Het gebruik van ethanol na de toediening van ceftriaxon gaat niet gepaard met een disulfiram-achtige reactie. Ceftriaxon bevat geen N-methylthio-tetrazoolgroep, die ethanolintolerantie zou kunnen veroorzaken, wat inherent is aan sommige andere cefalosporines.

Bij de behandeling van ceftriaxon kunnen fout-positieve resultaten van de Coombs-test, monsters voor galactosemie en glucosespiegels in de urine worden waargenomen (glucosurie wordt alleen op de enzymatische methode aanbevolen).

Vers bereide Ceftriaxon-oplossingen zijn fysisch en chemisch stabiel gedurende 6 uur bij kamertemperatuur.

Oudere en verzwakte patiënten kunnen de benoeming van vitamine K vereisen.

Ceftriaxon en calciumbevattende oplossingen kunnen worden toegediend aan patiënten van elke leeftijdsgroep, kinderen ouder dan 28 dagen, consistent met een interval van ten minste 48 uur, op voorwaarde dat de infusielijn van de katheter grondig wordt afgespoeld tussen doses met een compatibele oplossing.

Gebruik tijdens zwangerschap en borstvoeding

Ceftriaxon penetreert de placentabarrière. In experimentele dierstudies werden geen teratogene en embryotoxische effecten van ceftriaxon waargenomen, maar de veiligheid van ceftriaxon bij zwangere vrouwen is niet vastgesteld. Ceftriaxon kan tijdens de zwangerschap alleen onder strikte indicaties worden voorgeschreven.

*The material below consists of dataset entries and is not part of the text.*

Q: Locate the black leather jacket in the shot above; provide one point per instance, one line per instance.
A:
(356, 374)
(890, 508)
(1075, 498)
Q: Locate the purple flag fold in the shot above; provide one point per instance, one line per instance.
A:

In lage concentraties wordt ceftriaxon uitgescheiden in de moedermelk. Bij het voorschrijven tijdens borstvoeding (borstvoeding) moet voorzichtigheid worden betracht.

Invloed op rijvaardigheid en werk met bewegende mechanismen

Ceftriaxon kan duizeligheid veroorzaken, dus moet u voorzichtig zijn tijdens het behandelen van voertuigen en het verplaatsen van machines tijdens de behandeling.